With just days until the inauguration next Wednesday, and in the wake of last Wednesday's assault on the Capitol, security around the nation's capital city has been ramped up to a level not seen in years.
Some are calling it "fortress Washington."
The 7-foot non-scalable fencing around the Capitol has been topped with razor wire, and behind it, hundreds of armed National Guardsmen.
On Thursday evening, Vice President Mike Pence made a surprise visit to the Guardsmen now protecting the building, thanking them for "stepping forward for your country."
"It's been my great honor to serve as your vice president, and I want to thank you for your service," Pence said.
Preliminary plans called for the National Mall to be closed to the public on Inauguration Day for security reasons and streets were blocked off with concrete barriers throughout the city to protect against potential violence.

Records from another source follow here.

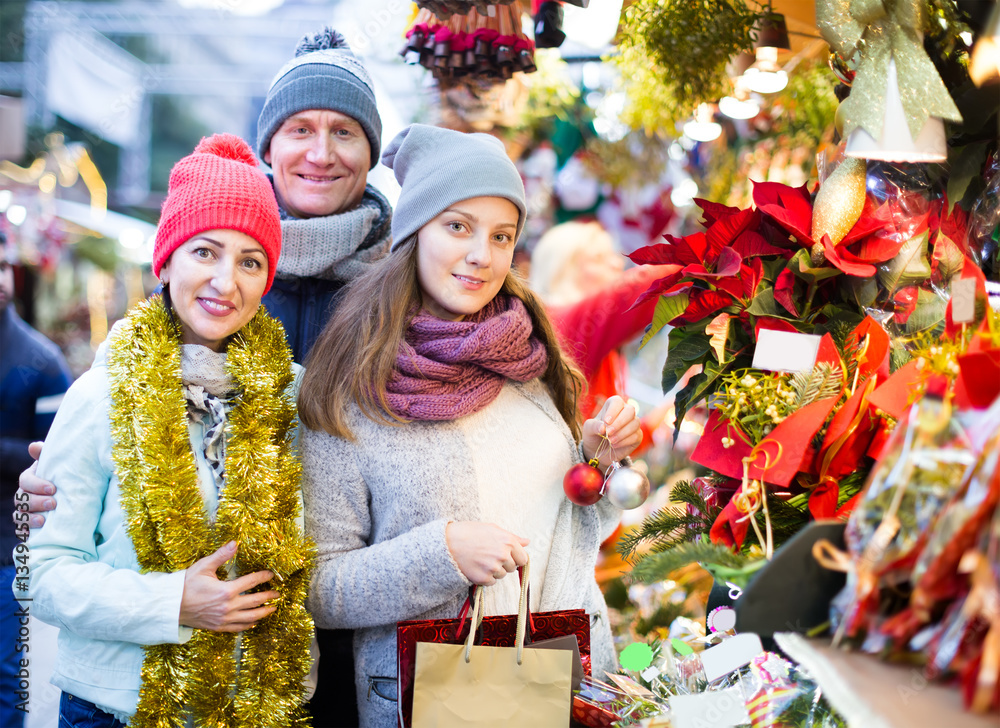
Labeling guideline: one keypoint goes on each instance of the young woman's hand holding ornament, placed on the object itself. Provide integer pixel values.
(618, 422)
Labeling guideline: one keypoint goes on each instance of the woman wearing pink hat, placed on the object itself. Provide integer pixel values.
(175, 565)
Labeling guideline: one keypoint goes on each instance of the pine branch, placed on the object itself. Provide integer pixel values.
(657, 566)
(672, 525)
(685, 492)
(664, 529)
(786, 521)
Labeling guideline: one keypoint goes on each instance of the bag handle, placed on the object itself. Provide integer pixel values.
(522, 616)
(463, 613)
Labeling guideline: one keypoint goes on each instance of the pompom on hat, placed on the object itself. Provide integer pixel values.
(219, 187)
(438, 167)
(324, 74)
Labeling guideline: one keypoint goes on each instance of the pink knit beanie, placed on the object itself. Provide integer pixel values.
(219, 187)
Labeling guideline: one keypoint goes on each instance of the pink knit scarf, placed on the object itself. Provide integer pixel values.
(449, 369)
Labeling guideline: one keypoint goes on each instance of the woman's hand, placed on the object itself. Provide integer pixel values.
(484, 552)
(34, 494)
(221, 606)
(618, 421)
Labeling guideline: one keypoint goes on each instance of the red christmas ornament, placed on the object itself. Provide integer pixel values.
(582, 484)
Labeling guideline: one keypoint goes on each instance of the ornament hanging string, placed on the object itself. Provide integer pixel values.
(753, 495)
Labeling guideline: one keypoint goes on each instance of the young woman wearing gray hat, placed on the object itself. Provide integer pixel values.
(439, 419)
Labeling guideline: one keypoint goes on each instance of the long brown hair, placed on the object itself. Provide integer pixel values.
(354, 356)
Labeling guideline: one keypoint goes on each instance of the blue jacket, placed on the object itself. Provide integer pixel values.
(33, 378)
(303, 306)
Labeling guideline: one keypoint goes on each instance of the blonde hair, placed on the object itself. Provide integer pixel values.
(355, 354)
(553, 259)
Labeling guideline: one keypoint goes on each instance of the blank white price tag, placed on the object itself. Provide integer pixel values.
(963, 300)
(785, 351)
(717, 709)
(731, 654)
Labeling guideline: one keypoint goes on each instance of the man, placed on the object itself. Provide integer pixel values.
(33, 378)
(320, 133)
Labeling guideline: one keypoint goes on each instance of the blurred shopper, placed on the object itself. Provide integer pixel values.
(33, 378)
(581, 277)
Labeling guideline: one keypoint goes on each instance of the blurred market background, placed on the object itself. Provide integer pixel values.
(99, 99)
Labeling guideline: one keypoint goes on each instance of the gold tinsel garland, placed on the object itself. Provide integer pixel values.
(170, 529)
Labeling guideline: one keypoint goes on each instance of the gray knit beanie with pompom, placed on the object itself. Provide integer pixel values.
(324, 74)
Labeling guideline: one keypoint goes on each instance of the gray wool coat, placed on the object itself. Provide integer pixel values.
(377, 509)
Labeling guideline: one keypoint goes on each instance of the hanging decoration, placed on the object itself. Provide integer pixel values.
(673, 55)
(878, 33)
(473, 47)
(446, 8)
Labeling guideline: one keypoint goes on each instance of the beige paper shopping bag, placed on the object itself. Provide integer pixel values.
(457, 686)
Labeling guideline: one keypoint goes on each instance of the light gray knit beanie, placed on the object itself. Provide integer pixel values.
(438, 167)
(324, 74)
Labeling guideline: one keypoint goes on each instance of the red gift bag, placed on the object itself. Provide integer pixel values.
(497, 631)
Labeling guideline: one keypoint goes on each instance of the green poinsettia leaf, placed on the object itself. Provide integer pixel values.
(763, 304)
(801, 265)
(862, 290)
(773, 268)
(838, 315)
(687, 347)
(684, 400)
(910, 266)
(929, 312)
(667, 309)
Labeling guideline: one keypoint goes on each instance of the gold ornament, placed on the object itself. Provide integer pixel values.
(838, 119)
(170, 530)
(878, 30)
(839, 203)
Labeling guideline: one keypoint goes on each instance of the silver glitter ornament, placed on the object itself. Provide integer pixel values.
(627, 487)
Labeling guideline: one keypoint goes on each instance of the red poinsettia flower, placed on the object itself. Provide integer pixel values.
(716, 268)
(872, 239)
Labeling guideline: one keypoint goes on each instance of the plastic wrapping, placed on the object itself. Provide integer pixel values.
(925, 461)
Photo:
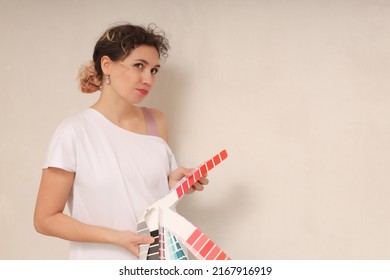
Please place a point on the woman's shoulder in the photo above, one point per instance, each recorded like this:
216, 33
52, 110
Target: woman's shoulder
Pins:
160, 121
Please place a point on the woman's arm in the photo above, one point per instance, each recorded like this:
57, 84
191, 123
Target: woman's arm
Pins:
49, 218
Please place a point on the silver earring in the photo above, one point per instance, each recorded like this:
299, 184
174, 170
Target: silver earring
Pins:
107, 80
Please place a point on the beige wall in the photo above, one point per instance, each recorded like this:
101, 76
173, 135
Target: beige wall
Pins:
296, 91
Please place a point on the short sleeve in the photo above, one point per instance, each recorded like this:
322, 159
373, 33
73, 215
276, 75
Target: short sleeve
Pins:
62, 151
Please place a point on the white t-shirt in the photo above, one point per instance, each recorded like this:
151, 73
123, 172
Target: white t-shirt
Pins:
118, 175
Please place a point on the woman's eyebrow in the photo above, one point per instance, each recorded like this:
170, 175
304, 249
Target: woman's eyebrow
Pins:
145, 62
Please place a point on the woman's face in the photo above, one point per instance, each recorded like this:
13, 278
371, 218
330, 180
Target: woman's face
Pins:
133, 78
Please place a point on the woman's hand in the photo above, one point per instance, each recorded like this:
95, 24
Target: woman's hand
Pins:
131, 241
182, 172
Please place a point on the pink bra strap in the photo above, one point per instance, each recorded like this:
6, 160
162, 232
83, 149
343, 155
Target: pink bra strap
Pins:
150, 122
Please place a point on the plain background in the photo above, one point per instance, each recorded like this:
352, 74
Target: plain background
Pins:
296, 91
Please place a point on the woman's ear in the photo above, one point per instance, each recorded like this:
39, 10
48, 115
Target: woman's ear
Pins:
106, 64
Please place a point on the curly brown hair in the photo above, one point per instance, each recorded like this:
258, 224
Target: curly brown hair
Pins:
118, 42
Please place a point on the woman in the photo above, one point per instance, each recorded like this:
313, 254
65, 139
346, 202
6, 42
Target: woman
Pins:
111, 161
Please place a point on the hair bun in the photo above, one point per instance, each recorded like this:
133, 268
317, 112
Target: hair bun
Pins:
88, 78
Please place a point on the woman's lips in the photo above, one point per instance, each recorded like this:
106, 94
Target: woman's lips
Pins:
143, 91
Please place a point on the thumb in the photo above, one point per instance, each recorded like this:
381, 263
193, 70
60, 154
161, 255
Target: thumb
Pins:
146, 239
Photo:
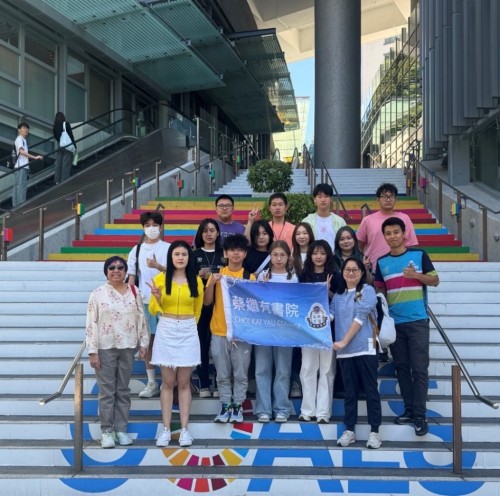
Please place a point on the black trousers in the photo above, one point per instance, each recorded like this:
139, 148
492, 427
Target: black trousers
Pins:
410, 353
360, 374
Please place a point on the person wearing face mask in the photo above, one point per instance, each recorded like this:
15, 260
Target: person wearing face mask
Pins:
145, 261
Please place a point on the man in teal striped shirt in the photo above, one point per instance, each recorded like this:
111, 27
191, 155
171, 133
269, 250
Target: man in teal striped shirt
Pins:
403, 275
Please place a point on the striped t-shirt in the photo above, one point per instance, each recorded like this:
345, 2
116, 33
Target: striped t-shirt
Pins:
406, 297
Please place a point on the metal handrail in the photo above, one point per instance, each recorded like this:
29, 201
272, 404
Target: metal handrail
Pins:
66, 377
337, 194
457, 190
77, 367
459, 362
459, 196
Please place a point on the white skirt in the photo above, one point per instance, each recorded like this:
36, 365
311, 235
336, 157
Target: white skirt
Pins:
176, 343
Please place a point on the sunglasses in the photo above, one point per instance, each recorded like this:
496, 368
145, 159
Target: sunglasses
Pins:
116, 267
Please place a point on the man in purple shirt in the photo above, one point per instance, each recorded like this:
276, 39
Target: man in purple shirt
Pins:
224, 206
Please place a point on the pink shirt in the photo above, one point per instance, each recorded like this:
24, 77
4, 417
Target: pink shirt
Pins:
370, 233
283, 231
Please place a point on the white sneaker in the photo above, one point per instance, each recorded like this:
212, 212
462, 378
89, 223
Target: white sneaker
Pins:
296, 391
123, 439
281, 418
185, 438
205, 393
107, 440
164, 438
346, 439
374, 441
151, 389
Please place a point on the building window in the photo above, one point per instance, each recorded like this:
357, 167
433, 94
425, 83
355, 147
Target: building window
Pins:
9, 62
39, 90
76, 69
99, 97
76, 102
9, 92
9, 32
40, 49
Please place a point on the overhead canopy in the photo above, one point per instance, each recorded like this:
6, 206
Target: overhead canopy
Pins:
177, 46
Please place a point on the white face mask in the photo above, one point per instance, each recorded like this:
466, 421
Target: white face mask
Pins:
152, 232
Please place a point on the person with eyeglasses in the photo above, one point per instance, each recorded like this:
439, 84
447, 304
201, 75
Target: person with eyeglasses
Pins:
224, 207
115, 328
324, 222
369, 234
355, 346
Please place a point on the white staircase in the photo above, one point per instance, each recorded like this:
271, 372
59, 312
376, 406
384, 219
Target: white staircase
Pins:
43, 307
347, 181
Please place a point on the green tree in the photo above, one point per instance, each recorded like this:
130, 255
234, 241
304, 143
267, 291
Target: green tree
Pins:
300, 205
270, 176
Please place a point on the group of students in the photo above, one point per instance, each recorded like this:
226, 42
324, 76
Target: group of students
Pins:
185, 298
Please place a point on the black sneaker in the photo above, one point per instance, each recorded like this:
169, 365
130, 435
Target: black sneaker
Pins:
421, 427
383, 357
405, 418
236, 414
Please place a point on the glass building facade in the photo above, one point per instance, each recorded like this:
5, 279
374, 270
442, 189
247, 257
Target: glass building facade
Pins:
391, 125
288, 141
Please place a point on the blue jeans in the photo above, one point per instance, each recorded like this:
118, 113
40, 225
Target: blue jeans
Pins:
64, 163
20, 186
410, 353
360, 373
272, 395
231, 361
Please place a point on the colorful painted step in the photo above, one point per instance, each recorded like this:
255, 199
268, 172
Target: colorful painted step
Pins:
182, 217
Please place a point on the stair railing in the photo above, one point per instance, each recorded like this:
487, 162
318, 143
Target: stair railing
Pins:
427, 177
326, 178
308, 167
42, 208
461, 364
456, 395
77, 367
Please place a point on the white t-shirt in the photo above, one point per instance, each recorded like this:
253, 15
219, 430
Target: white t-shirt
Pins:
324, 230
146, 274
277, 277
21, 159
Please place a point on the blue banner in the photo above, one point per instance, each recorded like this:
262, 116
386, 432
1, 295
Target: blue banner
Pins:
277, 314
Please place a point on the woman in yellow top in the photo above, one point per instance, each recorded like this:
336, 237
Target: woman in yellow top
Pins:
177, 297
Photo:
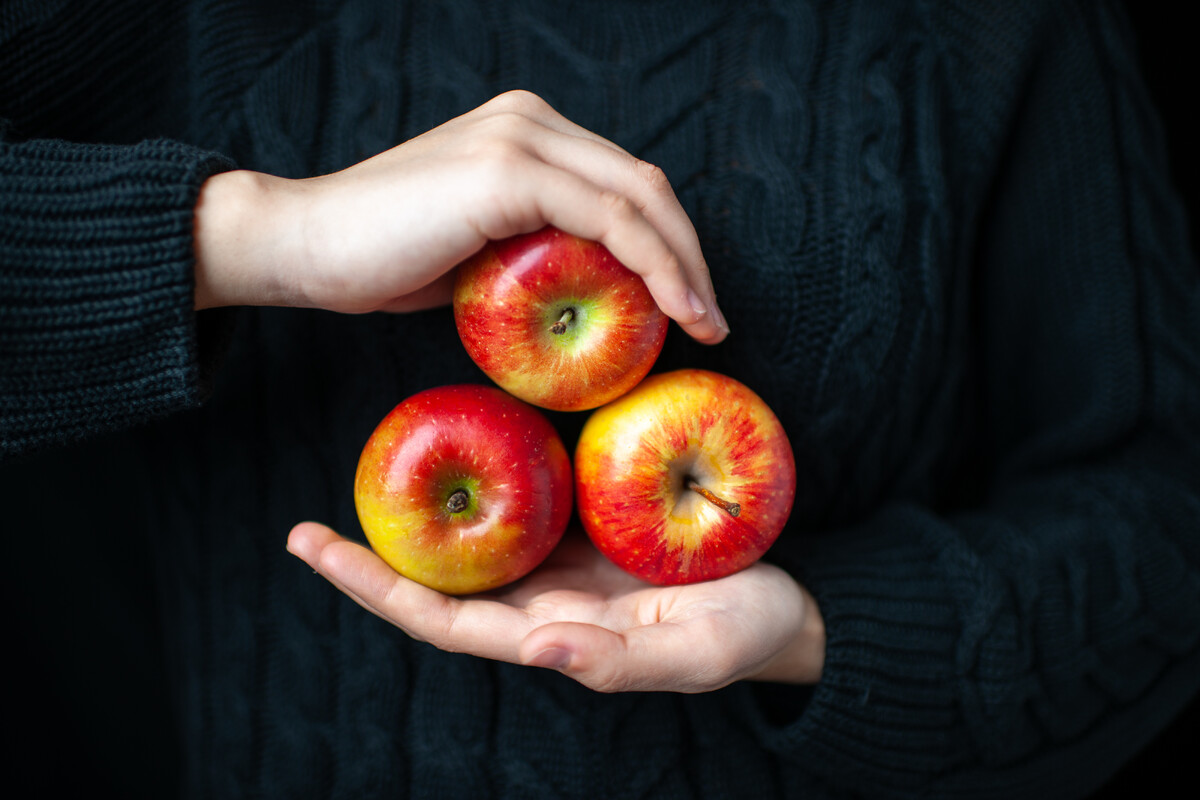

Businesses were boarded up as well.
A Department of Defense official confirmed to ABC News that as many as 20,000 National Guardsmen have been authorized to provide security for next week's ceremony.
That number was upped after additional requests from the Secret Service, FBI and U.S. Capitol Police.
D.C. Mayor Muriel Bowser said in a news conference Wednesday that she has reiterated her request to the Department of the Interior to cancel or refuse public gathering permits from now through Jan. 14.
After the assault on the Capitol, Bowser requested the heightened security posture to begin six days earlier than originally scheduled amid threats of violent protests.
ABC New's Luis Martinez and Dee Carden contributed to this report.